Sinds medio 2025 beschikt het CBS over de gegevens van warmteleveringen op aansluitingsniveau van de vijf grootste warmteleveranciers. Daarbij heeft het CBS inzicht gekregen in het warmteverbruik over de verslagjaren 2022, 2023, 2024. In 2023 waren deze warmteleveranciers via grote en middelgrote warmtenetten samen verantwoordelijk voor een warmtelevering van 18 PJ (petajoule), onderverdeeld over 444 duizend actieve aansluitingen. Volgens de duurzaamheidsrapportage van de RVO (RVO 2025) werd er nog ongeveer 0,5 PJ door andere warmteleveranciers geleverd via grote en middelgrote warmtenetten. Daarnaast heeft het CBS via een enquête informatie over warmteleveringen aan de landbouw via netten die niet meelopen in de duurzaamheidsrapportages. Daarmee heeft het CBS het belangrijkste deel van alle warmteleveringen aan de gebouwde omgeving en de landbouw op landelijk niveau in beeld, die uitkwamen op ongeveer 20 PJ in 2023. Het is de verwachting dat de dataset met warmteleveringen van de vijf leveranciers representatief is voor het totaalbeeld van warmteleveringen in Nederland. Daarbij zijn warmteleveringen via kleine warmtenetten (veelal gebouwgebonden WKO’s en blokverwarming op aardgas), onderlinge leveringen van warm water in de industrie en landbouw, en stoomleveringen aan de industrie buiten beschouwing gelaten.

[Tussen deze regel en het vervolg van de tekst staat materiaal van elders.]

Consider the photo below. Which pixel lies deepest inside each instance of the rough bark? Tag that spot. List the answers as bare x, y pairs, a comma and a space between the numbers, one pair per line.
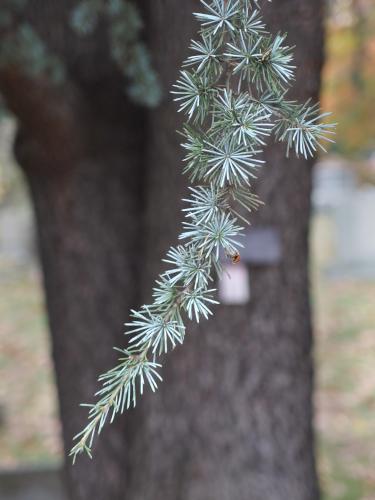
233, 418
80, 146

In deze longread beschrijven we de nieuwe dataset en presenteren we de eerste bevindingen. De gepresenteerde cijfers zijn daarmee voorlopig en kunnen in de toekomst nog worden bijgesteld. De belangrijkste afnemers van stadswarmte zijn woningen, gevolgd door de dienstensector en de landbouw. In stedelijke gebieden zijn vooral veel appartementen en woningen met een recent bouwjaar aangesloten op een warmtenet.
Met de nieuwe databron kan de kwaliteit van statistieken over warmteleveringen in de toekomst worden verbeterd. Ten eerste kan een nauwkeurigere verdeling worden gemaakt van warmteleveringen aan bedrijven, inclusief uitsplitsingen naar (sub)sectoren en regio’s. Daarnaast is integratie van warmteleveringen in de statistieken over het energieverbruik van woningen mogelijk. Naast informatie over de hoeveelheid warmte geleverd aan woningen kan beter in beeld worden gebracht wélke woningen warmte afnemen. Met name in het geval van collectieve aansluitingen blijft dit complex, omdat het niet bekend is welke woningen samen gebruik maken van dezelfde aansluitingen.